Finishes to Protect Thermal Management Solutions
Custom heat exchangers and cold plates are often coated for corrosion protection or for cosmetic purposes. Chemical conversion coating, anodization, e-coating, and painting are four coating options that will help to minimize corrosion and/or result in a more attractive component.
Chromate, Chem Film, or Alodine
One of the most widely used coating options is chemical conversion coating or chromate conversion coating, also known as "Chem Film" or alodine. Conversion coating helps to minimize surface oxidation and is often specified for military as well as commercial heat exchangers and cold plates. It also sometimes serves as a surface preparation for paint.
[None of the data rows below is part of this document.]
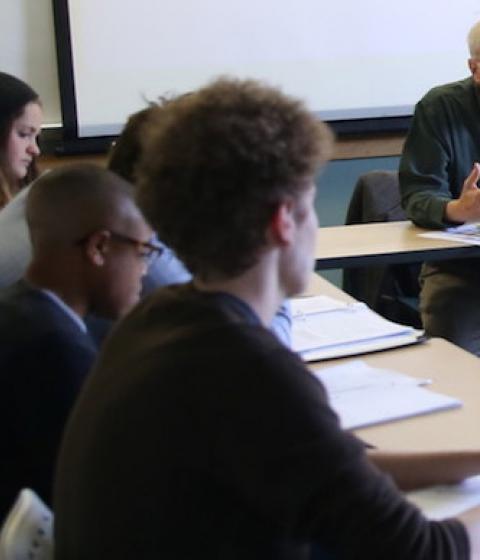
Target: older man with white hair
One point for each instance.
(439, 172)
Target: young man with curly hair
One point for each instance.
(199, 435)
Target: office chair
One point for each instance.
(390, 290)
(27, 532)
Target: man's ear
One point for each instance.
(474, 66)
(97, 247)
(282, 223)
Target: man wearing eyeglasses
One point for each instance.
(91, 246)
(439, 173)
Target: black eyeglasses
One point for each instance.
(147, 250)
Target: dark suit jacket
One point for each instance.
(199, 435)
(44, 358)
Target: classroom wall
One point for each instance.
(27, 49)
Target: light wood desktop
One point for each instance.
(382, 243)
(453, 371)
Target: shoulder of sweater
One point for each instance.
(454, 91)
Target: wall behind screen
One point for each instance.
(346, 58)
(27, 49)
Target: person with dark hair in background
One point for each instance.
(198, 434)
(90, 248)
(20, 121)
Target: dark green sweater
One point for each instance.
(441, 147)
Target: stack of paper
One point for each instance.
(363, 396)
(466, 233)
(326, 328)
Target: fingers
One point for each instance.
(472, 180)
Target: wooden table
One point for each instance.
(453, 371)
(383, 243)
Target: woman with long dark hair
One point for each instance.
(20, 120)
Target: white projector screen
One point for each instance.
(347, 59)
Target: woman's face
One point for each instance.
(22, 144)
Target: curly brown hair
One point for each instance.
(217, 166)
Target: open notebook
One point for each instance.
(324, 328)
(440, 502)
(364, 396)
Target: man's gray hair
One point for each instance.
(473, 40)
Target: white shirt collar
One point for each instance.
(67, 309)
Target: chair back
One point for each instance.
(27, 532)
(391, 290)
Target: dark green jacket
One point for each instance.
(441, 147)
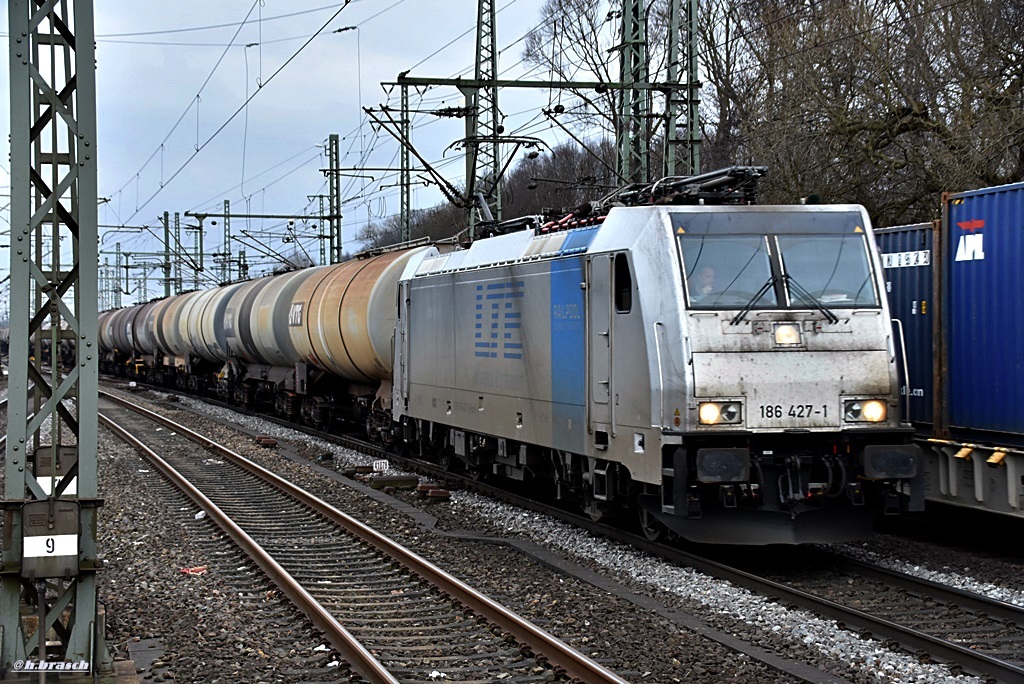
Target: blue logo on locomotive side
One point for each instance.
(499, 323)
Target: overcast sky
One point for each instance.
(162, 93)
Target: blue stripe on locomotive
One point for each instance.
(568, 391)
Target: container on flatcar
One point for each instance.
(906, 258)
(981, 358)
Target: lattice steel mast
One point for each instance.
(50, 488)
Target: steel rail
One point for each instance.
(558, 653)
(360, 659)
(994, 608)
(912, 640)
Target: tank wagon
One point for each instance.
(954, 285)
(601, 362)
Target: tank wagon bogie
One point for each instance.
(724, 373)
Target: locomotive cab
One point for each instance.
(792, 429)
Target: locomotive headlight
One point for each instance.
(786, 334)
(718, 413)
(864, 411)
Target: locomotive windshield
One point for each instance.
(725, 271)
(730, 270)
(833, 268)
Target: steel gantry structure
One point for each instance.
(50, 489)
(484, 134)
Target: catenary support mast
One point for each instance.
(50, 489)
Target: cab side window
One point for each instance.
(623, 285)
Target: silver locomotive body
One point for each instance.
(756, 405)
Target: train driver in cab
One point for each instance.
(702, 286)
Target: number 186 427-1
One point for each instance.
(794, 411)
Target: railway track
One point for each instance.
(970, 632)
(394, 616)
(983, 635)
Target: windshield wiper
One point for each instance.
(796, 287)
(755, 299)
(802, 292)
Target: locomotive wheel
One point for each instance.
(649, 525)
(446, 460)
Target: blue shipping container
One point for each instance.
(906, 257)
(982, 358)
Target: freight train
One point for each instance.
(726, 373)
(955, 287)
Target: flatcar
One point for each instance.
(954, 285)
(726, 373)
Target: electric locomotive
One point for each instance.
(724, 373)
(603, 361)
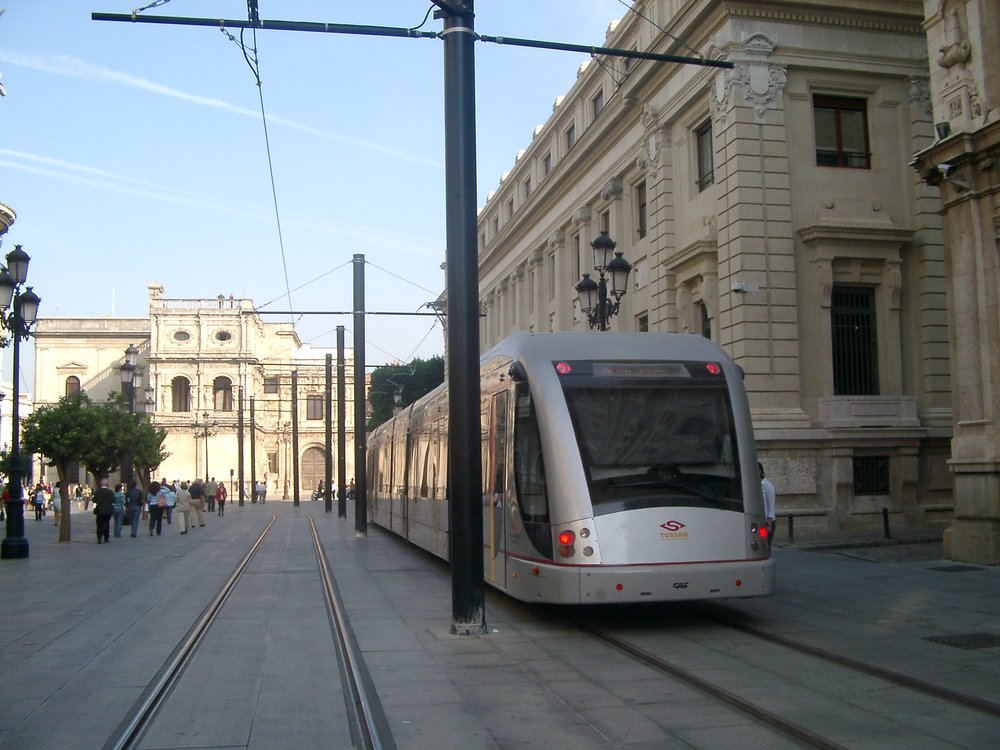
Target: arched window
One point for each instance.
(222, 393)
(180, 391)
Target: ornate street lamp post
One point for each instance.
(207, 434)
(594, 299)
(23, 312)
(128, 373)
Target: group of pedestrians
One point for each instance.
(161, 500)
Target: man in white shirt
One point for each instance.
(768, 489)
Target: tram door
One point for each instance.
(497, 490)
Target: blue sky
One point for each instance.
(135, 153)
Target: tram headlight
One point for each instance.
(566, 543)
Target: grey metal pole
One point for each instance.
(253, 455)
(240, 448)
(341, 426)
(464, 460)
(295, 438)
(360, 442)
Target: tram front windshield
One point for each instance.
(655, 436)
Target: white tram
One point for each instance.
(617, 467)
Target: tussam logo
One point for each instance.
(672, 530)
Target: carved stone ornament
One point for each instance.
(613, 189)
(894, 283)
(657, 138)
(760, 81)
(649, 117)
(824, 283)
(956, 49)
(920, 95)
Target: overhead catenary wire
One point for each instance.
(632, 9)
(254, 64)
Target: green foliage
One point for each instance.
(414, 380)
(96, 435)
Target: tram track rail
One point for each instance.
(367, 732)
(772, 719)
(898, 678)
(730, 698)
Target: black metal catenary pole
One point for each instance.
(360, 443)
(341, 427)
(464, 459)
(328, 435)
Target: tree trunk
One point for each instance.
(66, 498)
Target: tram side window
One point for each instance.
(529, 473)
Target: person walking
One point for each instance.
(134, 503)
(153, 500)
(169, 492)
(118, 511)
(769, 498)
(183, 506)
(211, 491)
(57, 502)
(38, 501)
(104, 505)
(197, 490)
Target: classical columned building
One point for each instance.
(200, 364)
(771, 208)
(963, 167)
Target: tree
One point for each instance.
(414, 380)
(61, 432)
(76, 430)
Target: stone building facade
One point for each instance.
(771, 208)
(196, 357)
(964, 164)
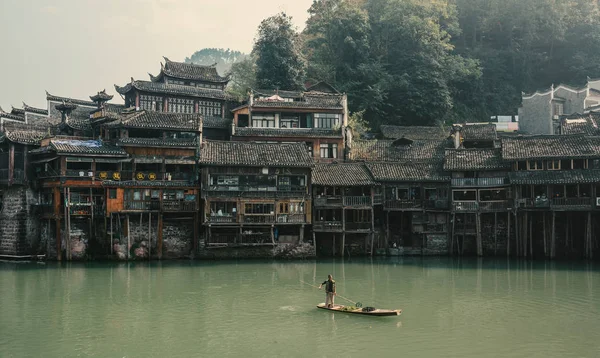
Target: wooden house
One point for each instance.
(346, 202)
(555, 180)
(255, 193)
(316, 118)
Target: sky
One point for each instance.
(75, 48)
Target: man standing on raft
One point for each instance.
(329, 291)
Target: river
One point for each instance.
(451, 308)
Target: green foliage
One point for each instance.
(224, 58)
(242, 77)
(279, 63)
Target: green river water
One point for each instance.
(451, 308)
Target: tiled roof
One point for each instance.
(190, 71)
(160, 120)
(25, 134)
(159, 87)
(474, 132)
(288, 132)
(414, 132)
(535, 177)
(80, 102)
(81, 147)
(342, 174)
(255, 154)
(215, 122)
(35, 110)
(407, 171)
(159, 142)
(101, 96)
(550, 147)
(474, 159)
(398, 150)
(588, 124)
(311, 100)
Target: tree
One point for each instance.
(279, 63)
(223, 58)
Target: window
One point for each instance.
(329, 150)
(151, 103)
(181, 105)
(536, 165)
(327, 120)
(263, 120)
(209, 108)
(259, 208)
(553, 165)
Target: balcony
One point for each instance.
(327, 226)
(257, 219)
(405, 204)
(572, 203)
(178, 206)
(465, 206)
(142, 205)
(324, 201)
(291, 218)
(479, 182)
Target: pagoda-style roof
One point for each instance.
(80, 147)
(572, 146)
(309, 100)
(288, 132)
(188, 71)
(255, 154)
(158, 142)
(101, 96)
(342, 174)
(35, 110)
(588, 124)
(399, 150)
(478, 132)
(181, 90)
(408, 172)
(160, 120)
(25, 134)
(216, 122)
(539, 177)
(474, 160)
(414, 132)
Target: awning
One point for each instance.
(80, 159)
(43, 160)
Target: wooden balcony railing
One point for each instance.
(358, 201)
(257, 219)
(327, 225)
(465, 206)
(322, 201)
(404, 204)
(147, 205)
(291, 218)
(479, 182)
(178, 205)
(572, 202)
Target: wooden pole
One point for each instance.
(149, 234)
(159, 234)
(508, 236)
(495, 233)
(128, 236)
(545, 238)
(553, 242)
(478, 228)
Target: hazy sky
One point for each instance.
(75, 48)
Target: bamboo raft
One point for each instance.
(375, 312)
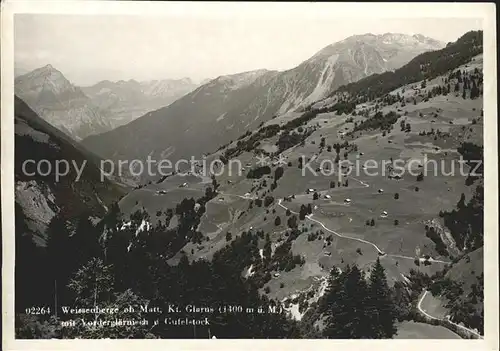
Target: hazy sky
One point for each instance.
(89, 48)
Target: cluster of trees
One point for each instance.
(432, 234)
(288, 140)
(464, 306)
(258, 172)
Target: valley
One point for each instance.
(356, 192)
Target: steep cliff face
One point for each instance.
(226, 107)
(39, 193)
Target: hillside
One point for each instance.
(387, 217)
(60, 103)
(343, 208)
(124, 101)
(228, 106)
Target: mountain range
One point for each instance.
(407, 250)
(84, 111)
(228, 106)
Another option that can be used to protect aluminum is anodization. Anodizing minimizes corrosion and abrasion by modifying the crystal structure close to the metal surface. It produces a harder part with even greater corrosion protection. However, it is more expensive than chemical conversion coating.
Electrodeposition or E-Coat
A third coating method that provides corrosion protection is called an e-coat, also known as electrodeposition or electrocoating. A DC charge is applied to a metal part immersed in a bath of oppositely charged paint particles. The paint particles are drawn to the metal part and paint is deposited on the part, forming an even, continuous film over the entire surface. Of the four types of coatings described here, it is the most expensive type of corrosion protection.
Heat exchangers and cold plates may also be painted for corrosion protection or cosmetic purposes. For example, copper heat exchangers are sometimes painted for aesthetics since uncoated copper may change color over time.
Although these are four of the most common coatings for heat exchangers and cold plates, there are a large number of coating options available to Original Equipment Manufacturers (OEMs).